Could a red from a faraway island made from two obscure grape varieties (Sciaccarellu and Niellucciu) prove to be the ultimate crowd pleaser? Take this bottle to your next gathering and watch as partygoers slurp it down mercilessly. Medium-bodied, vividly aromatic, and saturated with juicy wild fruit and resinous herbs of the maquis, this wine has the versatility and downright deliciousness to draw oohs and aahs from seasoned wine snobs and thirsty amateurs alike. Serve with paella, pizza, barbecue, or take a cue from the Corsicans and grill some figatellu—smoky pork liver sausage to serve inside a piece of baguette.

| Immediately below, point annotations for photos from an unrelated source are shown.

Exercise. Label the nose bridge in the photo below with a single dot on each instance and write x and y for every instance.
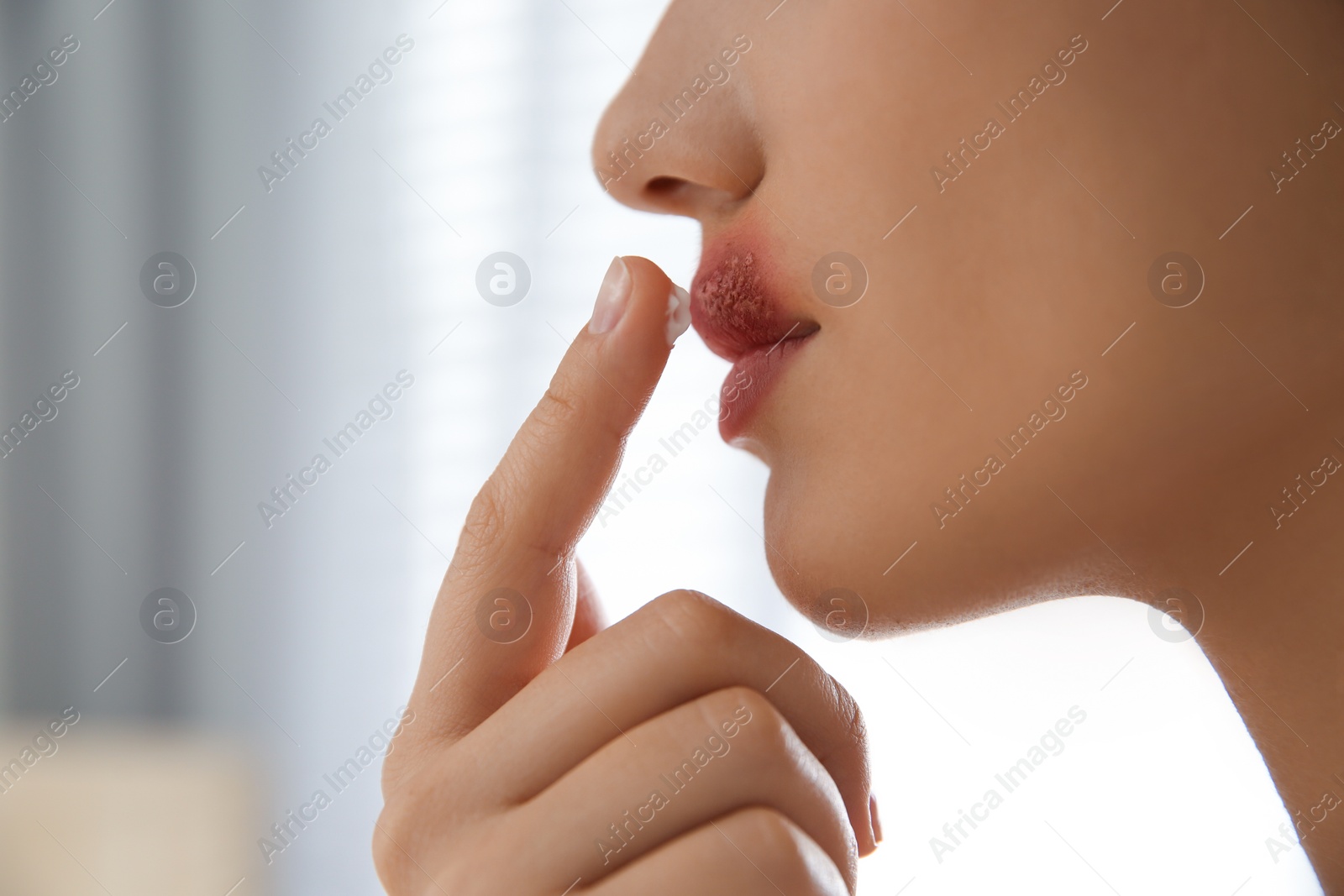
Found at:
(678, 137)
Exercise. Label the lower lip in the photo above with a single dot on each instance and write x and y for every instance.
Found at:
(749, 385)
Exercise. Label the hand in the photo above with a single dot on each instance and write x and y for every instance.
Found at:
(645, 758)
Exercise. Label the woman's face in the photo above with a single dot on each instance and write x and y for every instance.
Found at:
(1003, 184)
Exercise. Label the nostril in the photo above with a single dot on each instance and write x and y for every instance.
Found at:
(664, 187)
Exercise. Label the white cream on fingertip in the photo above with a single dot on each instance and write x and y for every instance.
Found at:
(679, 313)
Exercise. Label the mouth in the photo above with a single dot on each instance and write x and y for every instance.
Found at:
(743, 318)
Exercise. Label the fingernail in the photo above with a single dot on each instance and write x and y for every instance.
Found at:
(612, 298)
(679, 313)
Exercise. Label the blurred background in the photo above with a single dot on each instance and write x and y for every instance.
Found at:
(219, 627)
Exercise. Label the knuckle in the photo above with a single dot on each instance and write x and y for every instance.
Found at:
(776, 841)
(558, 405)
(759, 726)
(696, 618)
(486, 519)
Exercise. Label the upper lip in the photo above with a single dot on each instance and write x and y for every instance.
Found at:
(734, 308)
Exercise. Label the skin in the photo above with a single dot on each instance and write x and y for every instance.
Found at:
(1001, 285)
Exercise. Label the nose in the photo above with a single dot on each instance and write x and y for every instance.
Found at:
(678, 139)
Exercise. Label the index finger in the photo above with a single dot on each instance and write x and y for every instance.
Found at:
(512, 564)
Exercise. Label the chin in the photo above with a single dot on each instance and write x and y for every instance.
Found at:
(828, 532)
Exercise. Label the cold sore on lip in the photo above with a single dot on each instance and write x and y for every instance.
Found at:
(734, 311)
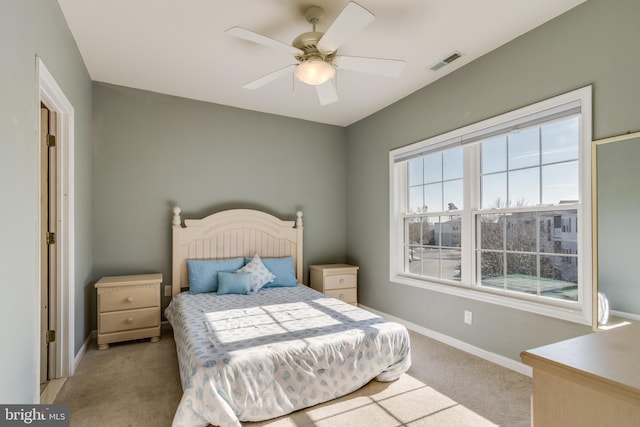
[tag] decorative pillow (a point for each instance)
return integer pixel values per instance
(284, 271)
(234, 283)
(203, 273)
(260, 275)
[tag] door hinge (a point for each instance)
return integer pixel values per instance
(51, 140)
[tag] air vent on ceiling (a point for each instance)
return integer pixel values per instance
(446, 61)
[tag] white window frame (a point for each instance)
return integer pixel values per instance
(578, 312)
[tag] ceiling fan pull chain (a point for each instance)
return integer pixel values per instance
(293, 84)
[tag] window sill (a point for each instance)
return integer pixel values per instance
(563, 311)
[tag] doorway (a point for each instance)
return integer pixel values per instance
(55, 258)
(48, 247)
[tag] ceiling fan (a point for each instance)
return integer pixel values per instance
(317, 52)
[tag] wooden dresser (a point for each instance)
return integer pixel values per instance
(588, 381)
(336, 280)
(128, 308)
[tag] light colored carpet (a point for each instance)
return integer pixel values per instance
(137, 384)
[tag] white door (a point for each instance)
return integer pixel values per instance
(48, 250)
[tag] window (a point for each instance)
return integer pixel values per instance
(493, 211)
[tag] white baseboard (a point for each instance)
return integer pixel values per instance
(460, 345)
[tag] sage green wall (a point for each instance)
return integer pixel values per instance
(595, 43)
(618, 234)
(29, 28)
(154, 151)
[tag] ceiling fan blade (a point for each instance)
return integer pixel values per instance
(381, 67)
(245, 34)
(351, 20)
(327, 93)
(270, 77)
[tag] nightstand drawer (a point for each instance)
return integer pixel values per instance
(127, 320)
(128, 298)
(347, 295)
(340, 281)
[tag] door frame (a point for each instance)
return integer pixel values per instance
(50, 94)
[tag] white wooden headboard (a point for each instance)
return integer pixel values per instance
(233, 233)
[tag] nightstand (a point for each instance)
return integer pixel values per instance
(128, 308)
(336, 280)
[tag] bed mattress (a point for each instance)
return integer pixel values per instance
(263, 355)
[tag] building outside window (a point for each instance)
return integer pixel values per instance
(493, 211)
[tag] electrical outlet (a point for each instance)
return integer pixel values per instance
(468, 317)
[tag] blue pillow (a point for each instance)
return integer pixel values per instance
(203, 273)
(284, 271)
(234, 283)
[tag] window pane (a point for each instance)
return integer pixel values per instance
(494, 191)
(522, 273)
(451, 264)
(559, 277)
(416, 199)
(433, 168)
(524, 187)
(491, 231)
(521, 232)
(560, 141)
(452, 164)
(413, 231)
(524, 149)
(416, 168)
(560, 183)
(559, 232)
(431, 235)
(453, 195)
(430, 262)
(433, 197)
(494, 155)
(492, 268)
(450, 231)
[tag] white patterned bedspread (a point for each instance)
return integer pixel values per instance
(259, 356)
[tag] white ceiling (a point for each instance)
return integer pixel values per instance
(179, 47)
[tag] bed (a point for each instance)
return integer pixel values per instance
(260, 354)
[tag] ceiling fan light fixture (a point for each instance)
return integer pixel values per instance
(315, 71)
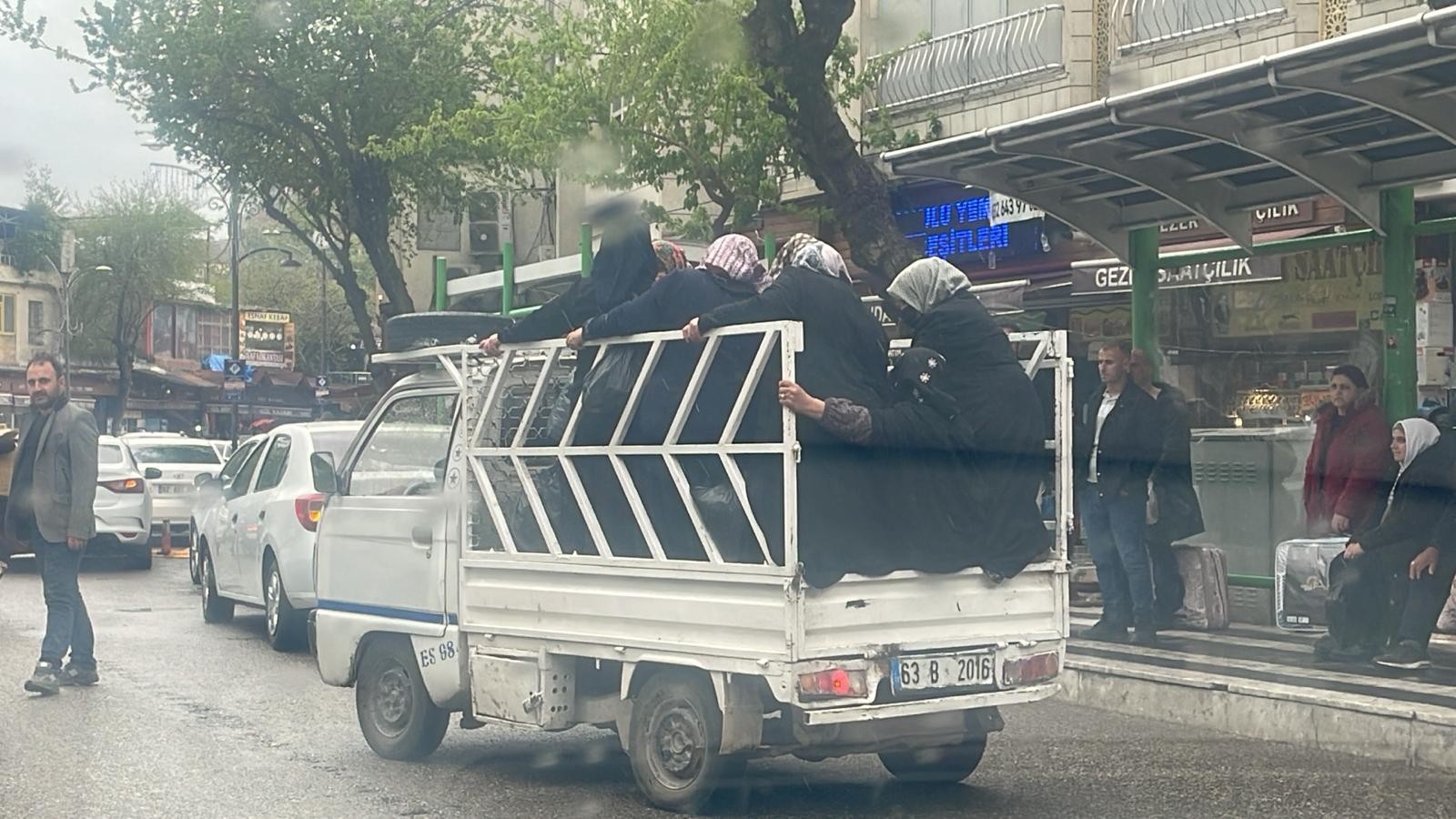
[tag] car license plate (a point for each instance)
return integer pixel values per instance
(975, 669)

Alta Rocca is 100% foudre-aged Sciaccarellu from Canarelli’s domaine on the isle’s rustic, windswept southern extremity. This finessed masterpiece is all about the velvety appeal of biodynamically farmed Sciaccarellu: bursting with seductive red berries, white pepper, and supple floral delicacy, it has virtually no tannin and explosively conveys the unique Mediterranean flavors of Corsica. The price may seem high for a novelty from an unpronounceable grape (sha-ka-rel-lu), but pull the cork, and I’m willing to bet this will be the first bottle on the table drained to the last drop.
In Patrimonio, a small pocket of stratified white limestone separates Corsica’s northeast, schist-based portion—geologically related to Tuscany, fifty miles across the water—from the rest of the island, a hunk of granite that has more in common, rock-wise, with Sardinia to the south. Yves Leccia’s wines therefore enjoy both schistous and calcareous influences, lending his Patrimonios a lovely complexity accentuated by organic farming and precise work in the cellar. This full-blooded Niellucciu/Grenache blend has all the savory, earthy nuances bestowed by this great terroir, and the long herb-infused finish will certainly leave something to think about—and something to chew on.